Pero la clave de la singularidad de Cosmopolis no radica en los motivos del protagonista para cruzar la ciudad (para sentirse vivo o encontrar su propia muerte: quizá no sean dos posibilidades sino una) sino en el logro de hacer aparecer en el cine contemporáneo el tiempo histórico, los tiempos simultáneos, la desaparición misma del presente, la obsolescencia del pasado, la monetización del futuro, todos los tiempos de la época, desde la rapidez absurda de los flujos de datos que construyen la riqueza sin narración del capital financiero hasta la lentitud de las limusinas enormes en las calles estrechas de las ciudades desmadradas, para escurrirse en el agujero inmóvil en el que moviéndose uno siempre está, cada vez más rápido, en el mismo lugar.

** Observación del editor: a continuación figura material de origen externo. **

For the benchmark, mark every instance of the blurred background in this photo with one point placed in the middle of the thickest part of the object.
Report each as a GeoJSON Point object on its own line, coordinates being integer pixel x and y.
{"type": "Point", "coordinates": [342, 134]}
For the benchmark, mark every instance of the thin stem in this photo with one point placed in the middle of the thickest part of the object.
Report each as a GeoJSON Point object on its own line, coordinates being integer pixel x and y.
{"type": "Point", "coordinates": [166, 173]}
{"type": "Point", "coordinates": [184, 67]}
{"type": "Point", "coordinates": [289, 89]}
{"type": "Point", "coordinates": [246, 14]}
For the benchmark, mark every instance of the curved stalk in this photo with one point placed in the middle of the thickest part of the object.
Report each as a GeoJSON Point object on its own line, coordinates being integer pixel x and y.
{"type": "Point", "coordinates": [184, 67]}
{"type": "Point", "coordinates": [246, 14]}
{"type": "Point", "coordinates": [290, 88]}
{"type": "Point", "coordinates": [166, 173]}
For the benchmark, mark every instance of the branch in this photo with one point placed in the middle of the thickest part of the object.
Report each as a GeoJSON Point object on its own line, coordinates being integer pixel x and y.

Pistolas que reconocen la voz de sus portadores, ratas muertas, pistolas que descargan cargas eléctricas mortíferas y largas limusinas que penetran por calles estrechas: todo parece haberse vuelto fálico en la era de la voluntad de poder que gira en falso para terminar desvelando su impotencia irreparable. Podría hacer casi cualquier cosa pero cada vez me cuesta más imaginar qué. Entre tanta ostentación fálica, hay un par de momentos en los que el bello joven viejo que encarna Pattison parece vibrar como un ser vivo: cuando se perfora la mano con un tiro y cuando su médico le examina el ano para descubrir que tiene una próstata asimétrica. El, que tiene todo lo que el dinero puede comprar, solo es un pobre agujero.